It's a tough life.
Eagles lock Luke Gross is playing professional rugby in Italy this season.
It means an apartment in the small town of Rovigo where the big American is something of a celebrity. It means skiing in Austria over the Christmas break. It means a chance to look around Italy when the team travels for games (Venice gets rave reviews). And, perhaps topping the list, it means Italian food. "We have a Scilian prop on the team who is an incredible cook," Gross says. "I think I'm in love."
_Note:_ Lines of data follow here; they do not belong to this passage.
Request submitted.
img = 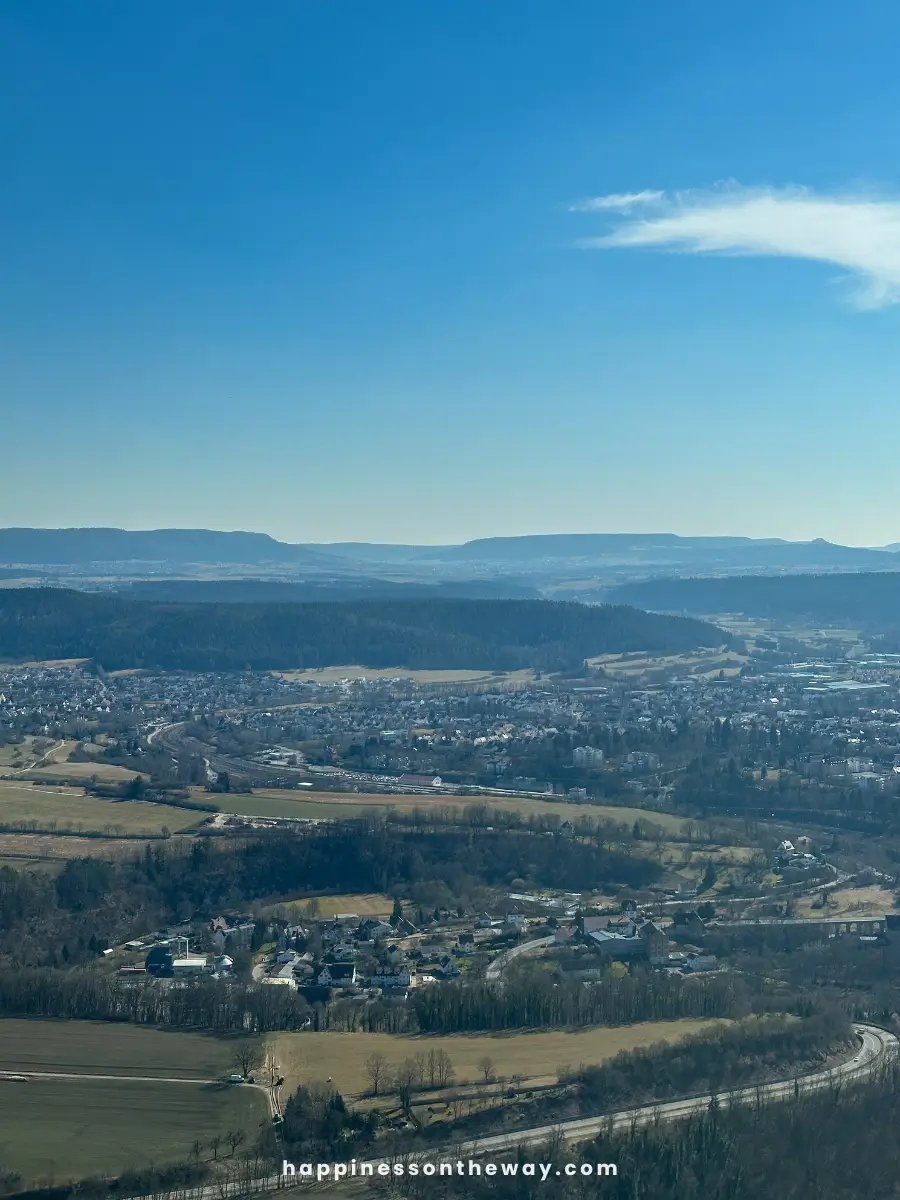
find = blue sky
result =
[0,0,900,545]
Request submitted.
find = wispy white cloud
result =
[572,192,666,212]
[575,184,900,308]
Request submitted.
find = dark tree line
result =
[384,1067,900,1200]
[0,588,728,671]
[410,971,752,1033]
[578,1008,852,1112]
[0,821,660,966]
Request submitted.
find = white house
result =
[368,966,415,988]
[317,962,358,988]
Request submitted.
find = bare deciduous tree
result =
[364,1054,388,1096]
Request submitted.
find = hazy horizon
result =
[0,0,900,545]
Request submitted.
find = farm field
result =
[272,666,534,684]
[23,760,138,784]
[0,1079,268,1183]
[266,893,394,917]
[588,650,748,679]
[797,883,898,917]
[0,780,203,834]
[0,1020,268,1182]
[0,738,35,770]
[0,1018,240,1080]
[210,790,702,833]
[0,833,168,869]
[269,1020,721,1096]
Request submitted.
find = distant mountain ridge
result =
[0,527,900,566]
[0,528,324,566]
[0,528,900,588]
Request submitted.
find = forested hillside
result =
[0,588,728,671]
[610,571,900,629]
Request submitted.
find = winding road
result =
[12,1025,900,1200]
[462,1025,900,1154]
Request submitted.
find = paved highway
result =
[485,934,556,980]
[103,1025,900,1200]
[462,1025,900,1154]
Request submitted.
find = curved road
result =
[485,934,557,982]
[45,1025,900,1200]
[461,1025,900,1154]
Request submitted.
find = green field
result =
[0,1079,268,1183]
[0,782,203,834]
[0,1020,268,1183]
[211,790,702,833]
[269,1020,722,1096]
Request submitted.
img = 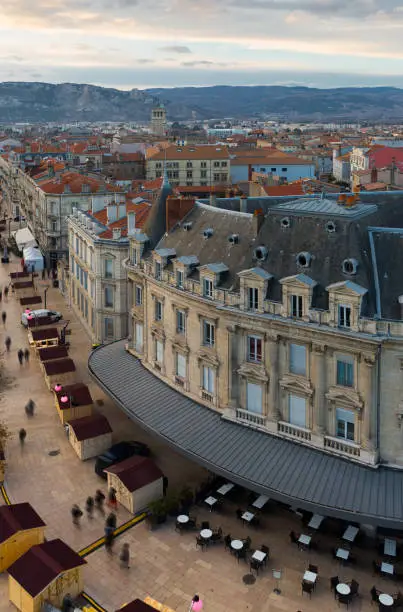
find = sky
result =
[0,0,403,89]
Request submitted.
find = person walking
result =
[95,489,105,514]
[85,496,94,519]
[18,428,27,446]
[108,487,118,510]
[119,542,130,569]
[71,504,83,527]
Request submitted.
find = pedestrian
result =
[108,487,118,510]
[119,542,130,569]
[71,504,83,527]
[18,428,27,446]
[85,496,94,519]
[25,399,35,416]
[95,489,105,514]
[105,531,115,555]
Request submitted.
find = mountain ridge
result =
[0,81,403,123]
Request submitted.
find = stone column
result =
[267,335,280,421]
[359,355,376,450]
[311,344,327,435]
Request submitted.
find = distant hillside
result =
[0,82,403,123]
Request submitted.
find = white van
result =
[21,308,63,327]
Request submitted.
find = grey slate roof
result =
[88,341,403,529]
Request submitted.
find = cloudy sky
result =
[0,0,403,89]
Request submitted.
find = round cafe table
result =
[378,593,393,607]
[336,582,351,595]
[176,514,189,525]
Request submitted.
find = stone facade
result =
[126,196,403,466]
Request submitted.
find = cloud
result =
[159,45,192,54]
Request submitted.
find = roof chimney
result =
[106,203,118,225]
[127,211,136,236]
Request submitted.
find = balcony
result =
[323,436,361,457]
[236,408,266,427]
[277,421,311,442]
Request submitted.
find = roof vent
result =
[296,251,312,268]
[342,259,358,276]
[325,221,336,234]
[253,246,269,261]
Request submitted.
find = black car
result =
[95,441,151,480]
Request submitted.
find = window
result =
[176,310,186,334]
[104,287,113,308]
[288,393,306,427]
[176,353,186,378]
[203,278,213,299]
[104,317,114,338]
[176,270,185,289]
[104,259,113,278]
[203,366,215,394]
[290,344,306,376]
[246,382,263,414]
[336,357,354,387]
[339,304,351,327]
[248,287,259,310]
[134,323,143,353]
[291,295,302,319]
[203,321,215,346]
[135,285,143,306]
[155,340,164,365]
[155,261,162,280]
[248,336,262,363]
[336,408,355,442]
[155,300,162,321]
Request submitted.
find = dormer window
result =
[248,287,259,310]
[290,295,303,319]
[338,304,351,329]
[203,278,213,300]
[155,261,162,280]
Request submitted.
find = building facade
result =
[146,145,231,187]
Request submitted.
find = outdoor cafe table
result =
[217,482,234,495]
[303,570,318,584]
[336,548,350,561]
[176,514,189,525]
[378,593,394,607]
[383,538,396,557]
[343,525,359,542]
[336,582,351,595]
[308,514,325,529]
[252,495,269,510]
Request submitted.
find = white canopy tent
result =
[22,246,44,272]
[14,227,36,251]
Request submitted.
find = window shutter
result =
[288,393,306,427]
[246,382,263,414]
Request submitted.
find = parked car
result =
[21,308,63,327]
[95,441,151,480]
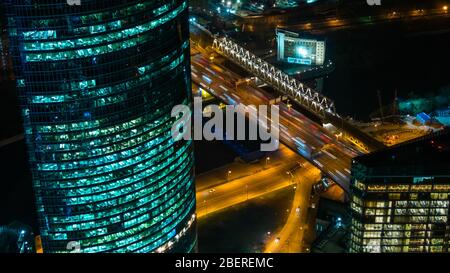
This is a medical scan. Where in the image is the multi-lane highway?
[191,50,362,191]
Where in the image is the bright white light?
[297,46,308,57]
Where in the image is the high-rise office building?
[349,130,450,253]
[4,0,196,252]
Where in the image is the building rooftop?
[354,129,450,176]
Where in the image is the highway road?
[264,164,320,253]
[191,50,362,192]
[196,154,306,218]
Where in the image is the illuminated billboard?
[276,29,325,65]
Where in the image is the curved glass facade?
[4,0,196,252]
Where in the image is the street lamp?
[245,184,248,201]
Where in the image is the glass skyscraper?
[4,0,196,253]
Not a bad lifestyle by rugby standards, especially considering that Gross heard of rugby for the first time only five years ago and admits that it sounded a little stupid. A solid Division One basketball player, Gross was introduced to his current game in 1994 while pursuing a Masters degree in industrial and environmental safety at Marshall University. While skeptical of a sport described as a cross between football and soccer, Gross decided to check out a practice. His assessment rose to 'crazy' and a few days later, after his first game, he was hooked. From there it was a rapid rise to rugby prominence; a stint with the Cincinnati Wolfhounds before joining the National Team and earning a contract with the prestigious London Harlequins in 1996.
It was time to make a move from 'Quins this '98-'99 season, however. With strict limits on the number of foreigners who can play, and plenty of internationals on the club's roster Gross decided to join Rovigo.
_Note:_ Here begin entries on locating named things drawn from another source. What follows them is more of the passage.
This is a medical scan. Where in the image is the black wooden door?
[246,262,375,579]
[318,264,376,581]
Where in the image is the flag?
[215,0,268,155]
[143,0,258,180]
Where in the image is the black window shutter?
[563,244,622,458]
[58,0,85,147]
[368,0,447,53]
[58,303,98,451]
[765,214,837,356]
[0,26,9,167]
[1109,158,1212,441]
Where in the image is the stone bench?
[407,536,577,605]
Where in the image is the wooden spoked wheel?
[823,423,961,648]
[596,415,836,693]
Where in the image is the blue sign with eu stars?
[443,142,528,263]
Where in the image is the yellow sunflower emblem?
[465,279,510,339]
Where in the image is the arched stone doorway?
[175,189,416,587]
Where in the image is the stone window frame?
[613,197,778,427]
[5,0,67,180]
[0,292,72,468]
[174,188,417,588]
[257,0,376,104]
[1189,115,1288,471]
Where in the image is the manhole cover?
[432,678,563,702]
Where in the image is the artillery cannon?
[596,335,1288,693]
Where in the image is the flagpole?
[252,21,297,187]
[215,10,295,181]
In addition to the relaxed lifestyle in a town of 50,000, the club is in second place in their half of Italy's first division, behind only Bennetton-Treviso, a squad that boasts seemingly the entire Italian national team, says Gross. "Overall, we're likely to finish second or third in the league," he predicts, "and will make the end-of-season playoffs.
"We are very mobile,' he notes of the club's style. "We are not very big, but we are everywhere. Forwards will line up in the centers, and centers will be in the pack rucking. It is a good type of rugby to watch." And personally, Gross is pleased with what the change of style has done for his handling skills.
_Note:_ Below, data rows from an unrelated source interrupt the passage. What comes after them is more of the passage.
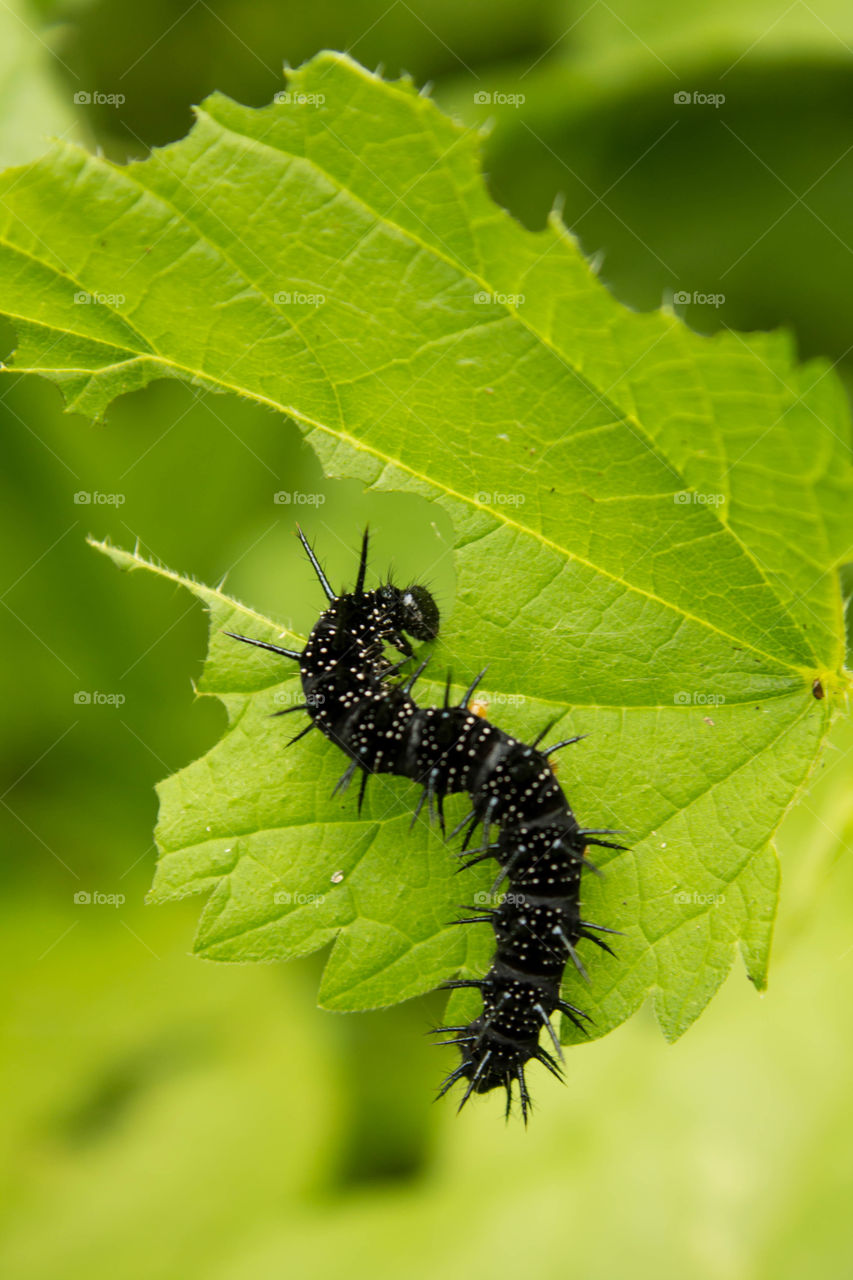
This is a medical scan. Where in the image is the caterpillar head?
[377,582,441,640]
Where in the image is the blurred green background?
[0,0,853,1280]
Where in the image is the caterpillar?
[225,526,625,1124]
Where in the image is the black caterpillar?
[227,529,624,1123]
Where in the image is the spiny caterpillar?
[225,527,624,1123]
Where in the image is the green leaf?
[0,55,850,1037]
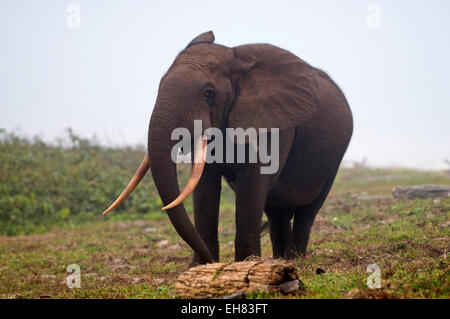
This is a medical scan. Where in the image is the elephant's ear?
[186,31,215,49]
[228,44,317,130]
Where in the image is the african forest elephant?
[105,32,353,263]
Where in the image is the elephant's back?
[269,68,353,206]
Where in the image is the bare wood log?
[175,260,299,298]
[393,185,450,199]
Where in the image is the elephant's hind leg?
[292,177,334,256]
[264,206,295,259]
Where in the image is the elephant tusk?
[162,136,208,210]
[103,153,150,215]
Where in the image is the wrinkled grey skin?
[148,32,353,263]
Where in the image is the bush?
[0,129,192,235]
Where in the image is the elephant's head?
[105,32,316,262]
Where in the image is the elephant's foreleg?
[193,165,221,264]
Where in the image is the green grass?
[0,132,450,298]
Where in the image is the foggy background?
[0,0,450,169]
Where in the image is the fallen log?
[393,185,450,199]
[175,259,300,298]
The 6'9" lock's other goal for the current season is increased leg strength. "I'm building up the amount I lift," says the 260-lber. "I know that rucking and scrummaging are a big part of my job for the US and I want to be better at it."
Improved strength would round out the Luke Gross package: a little known fact about the Eagle lock is the speed that goes along with his size. He is one of the quickest men on the team, perhaps most graphically illustrated when he chased down one Japan's wings in a '96 Pacific Rim match. And then there's his endurance. He hasn't missed a test for the USA in the last two seasons, providing much-valued stability.
It wasn't a happy campaign in '98 as the team struggled to find form in the second half of the season, but Gross isn't interested in sympathy. "We can't make excuses. We'll take this year one game at a time and play with a lot of passion."
Until the international season, however, there's the Rovigo routine; a morning session at the gym, maybe some line-out work during the afternoons and then team practice in the evenings followed by a meal together-ah yes, the food again. A tough life indeed.